L'Explication Prémisse
Cet article dit que lorsqu'une personne reconnaît quelque chose hors du tribunal et seulement de manière orale (pas d'écrit), cette «aveu extrajudiciaire purement verbal» n'est accepté comme preuve que si la loi autorise que la question soit prouvée par n'importe quel moyen (c’est‑à‑dire qu’on n’impose pas une forme écrite). Et même quand il est reçu, ce n'est pas automatique : c'est au juge d'apprécier combien de poids il donne à cette déclaration selon les circonstances.

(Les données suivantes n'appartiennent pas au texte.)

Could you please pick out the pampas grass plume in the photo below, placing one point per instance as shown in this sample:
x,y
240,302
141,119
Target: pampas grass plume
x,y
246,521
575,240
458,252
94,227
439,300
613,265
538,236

Vous et votre voisin vous disputez parce que sa voiture a éraflé la vôtre. Au moment de l'accrochage, il vous dit verbalement «C'est moi qui ai fait la rayure». Si le dossier porte sur un élément que la loi laisse prouver par tout moyen (par exemple un dommage matériel courant), cette déclaration orale peut être versée au dossier, mais elle ne fait pas foi d'office : le juge décidera s'il la croit, la complétera avec d'autres éléments (photos, témoignages, expertises) ou l'écarte s'il a des raisons de douter.
- L'aveu extrajudiciaire purement verbal = reconnaissance faite hors du tribunal et sans support écrit.
- Admissibilité conditionnée : il n'est reçu que lorsque la loi permet la preuve «par tout moyen» (pas de formalité écrite obligatoire).
- Sa force probante n'est pas automatique : le juge apprécie librement la valeur à lui attribuer selon les circonstances.
- Le juge peut confronter l'aveu avec d'autres éléments de preuve (témoignages, pièces, expertises) et en retenir tout ou partie.
- Pour les faits ou actes exigeant une preuve écrite (ex. certains contrats ou actes portant sur des biens immobiliers), un aveu verbal ne suffit pas.
- Différence avec l'aveu judiciaire : une reconnaissance faite en justice a en général une portée probante plus contraignante que l'aveu extrajudiciaire verbal.